I want to check the proportions of certain categories inside column of a data.table with respect to some grouping variable. A working chunk of code is attached that does just this:
require(data.table)
n_categories <- 5
dt <- data.table(categories = sample(paste("Category", 1:n_categories),
1000,
replace = TRUE),
group_var = rep(1:10, 100))
dt[, lapply(1:n_categories, function(x) table(categories)[[x]]/.N), by = group_var]
The following output is produced:
group_var V1 V2 V3 V4 V5
1: 1 0.22 0.19 0.18 0.24 0.17
2: 2 0.17 0.23 0.18 0.23 0.19
3: 3 0.17 0.22 0.21 0.17 0.23
4: 4 0.17 0.17 0.24 0.19 0.23
5: 5 0.26 0.19 0.16 0.19 0.20
6: 6 0.14 0.19 0.24 0.21 0.22
7: 7 0.12 0.14 0.28 0.30 0.16
8: 8 0.13 0.19 0.19 0.17 0.32
9: 9 0.23 0.26 0.24 0.17 0.10
10: 10 0.16 0.20 0.21 0.25 0.18
Now, I wonder if there is a way to modify the given code to directly assign column names ("proportion_category_1", "proportion_category_2", etc.) to the resulting data.table object other than assigning new column names in a new line of code.
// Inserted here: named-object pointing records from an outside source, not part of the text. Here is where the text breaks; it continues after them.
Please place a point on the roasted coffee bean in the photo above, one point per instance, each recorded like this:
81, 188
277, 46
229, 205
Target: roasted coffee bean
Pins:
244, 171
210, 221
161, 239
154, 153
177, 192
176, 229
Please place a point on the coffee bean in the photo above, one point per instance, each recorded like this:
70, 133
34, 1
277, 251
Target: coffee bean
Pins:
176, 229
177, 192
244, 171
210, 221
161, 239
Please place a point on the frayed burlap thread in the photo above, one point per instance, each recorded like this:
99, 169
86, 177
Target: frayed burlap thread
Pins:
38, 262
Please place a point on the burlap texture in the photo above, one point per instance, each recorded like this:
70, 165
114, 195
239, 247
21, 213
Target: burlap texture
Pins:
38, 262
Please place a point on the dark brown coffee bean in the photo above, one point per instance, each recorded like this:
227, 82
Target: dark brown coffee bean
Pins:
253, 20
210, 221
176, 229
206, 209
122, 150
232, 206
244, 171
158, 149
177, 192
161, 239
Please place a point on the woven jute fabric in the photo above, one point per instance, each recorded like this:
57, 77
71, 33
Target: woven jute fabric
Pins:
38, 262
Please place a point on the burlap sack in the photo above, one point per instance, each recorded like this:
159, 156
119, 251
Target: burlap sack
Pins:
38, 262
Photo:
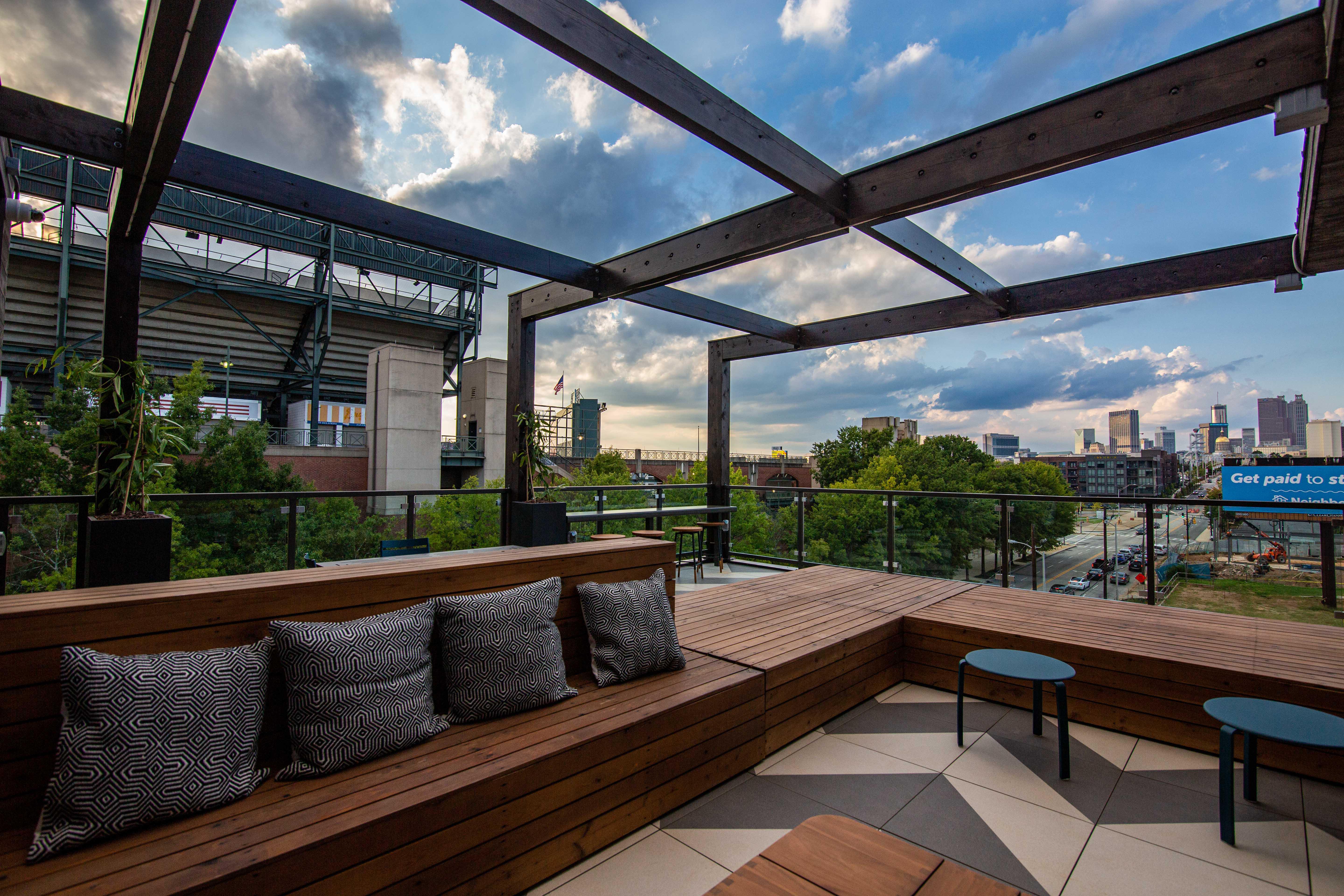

The resulting data.table object should look something like this:
group_var proportion_category_1 proportion_category_2 proportion_category_3 proportion_category_4 proportion_category_5
1: 1 0.22 0.19 0.18 0.24 0.17
2: 2 0.17 0.23 0.18 0.23 0.19
3: 3 0.17 0.22 0.21 0.17 0.23
4: 4 0.17 0.17 0.24 0.19 0.23
5: 5 0.26 0.19 0.16 0.19 0.20
6: 6 0.14 0.19 0.24 0.21 0.22
7: 7 0.12 0.14 0.28 0.30 0.16
8: 8 0.13 0.19 0.19 0.17 0.32
9: 9 0.23 0.26 0.24 0.17 0.10
10: 10 0.16 0.20 0.21 0.25 0.18
The use of the lapply
statement or some kind of routine that is able to group by an arbitrary number of categories is critical.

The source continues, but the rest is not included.